Voyage en Enfer traite avant tout de la question morale : la fin justifie-t-elle les moyens ? A l’heure où l’on parle de discrimination positive, ce film résonne comme un avertissement lancé à ceux qui, bien intentionnés comme notre héros, sont aveugles aux conséquences de leurs actes. Zatôichi le comprenant alors qu’il est remercié d’un chaleureux "arigato" par la fillette qu’il a sauvée, et dans un moment d’une grande sensibilité, fond en larmes. Ne supportant pas l’émotion qui le gagne, il se tape la tête contre une poutre. Cette touchante humanité lui permet de porter sur lui un regard lucide : "je suis quelqu’un qui a traîné dans la fange". Conscience de soi qui l’empêche d’accepter les avance d’Otane (alors qu’il ressent pourtant le besoin de fonder une famille), qui fait preuve d’un incroyable sens du pardon en tombant amoureuse de l’homme qui a tué son mari. Zatôichi, comme pour esquiver la tension dramatique, évoque sa femme morte, portant le même nom, et qui vit toujours dans ses yeux.

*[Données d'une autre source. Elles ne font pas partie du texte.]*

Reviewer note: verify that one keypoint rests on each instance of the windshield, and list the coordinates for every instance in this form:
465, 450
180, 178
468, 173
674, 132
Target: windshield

Le scénario, composé de trois routes qui, comme des sous-histoires, se rejoignent en un même point, comporte plusieurs originalités qui font de Voyage en Enfer une vraie réussite. Le personnage de Jumonuji, brillamment interprété par Mikio Narita, déjà associé à Shintaro Katsu, quelques mois auparavant dans Heitai yakuza (1965) de Yasuzo Masumura (il retrouvera le même Katsu dans l’épisodeHeitai yakuza daidasso (1966) de Tokuzo Tanaka), en tueur psychopathe joueur de Shogi, est un élément clé du suspense, maintenant tout au long la tension dramatique. Tout comme dans l’Affaire Thomas Crown de Norman Jewison (1968), la partie d’échecs est une métaphore de l’affrontement et de la tentative pour anticiper les mouvements de son adversaire, la conclusion programmée étant une inévitable joute au sabre. Jumonji allant même jusqu’à apprendre à jouer en aveugle pour se mettre au même niveau que son adversaire. Cette astuce scénaristique développe les autres sens du tueur, qui lui permettent de rivaliser avec Zatôichi, dans une scène admirable où le héros sortant de la pièce après avoir caché le flotteur de canne à pèche, preuve du crime, attend sur le pas de la porte close, un éventuel mouvement brusque de son adversaire. La partie d’échecs étant subtilement transposée dans la réalité.
En grand styliste, Kenji Misumi démontre une réelle créativité dans la mise en scène, où l’inventivité des plans est constante. Il possède un véritable don pour l’exploitation du hors-champs. Depuis le tout premier plan succédant à l’escarmouche nocturne sanglante du générique, signalant l’habituelle persécution dont fait l’objet Zatôichi de la part de bandes de yakusas, un plan de coupe audacieux montre dans le reflet d’une rivière, des voyageurs chargés marchant sur un pont en bois, prélude à une embarcation vers un long voyage. Cette habile transition visuelle lance le parcours semé d’embûches de notre masseur aveugle. Lors d’une autre séquence, encore plus magistrale - le meurtre du serviteur par Jumonji -, il suffit de deux plans très courts : les Ema (tablettes pour les prières) tombant au sol, le bouchon flottant dans l’eau, pour suggérer le crime ingénieux à l’aide d’une canne à pèche.
N’atteignant pas les sommets de certains épisodes dans les combats, si l’on excepte la très belle séquence nocturne dans les herbes hautes, le récit est ponctué comme souvent par l’humour, aidé en cela par la présence récurrente de l’enfant, et le romantisme désabusé du héros face à l’adversité. Kenji Misumi démontre une fois de plus tout son talent et sa capacité à renouveler l’approche de son personnage tout en divertissant son public.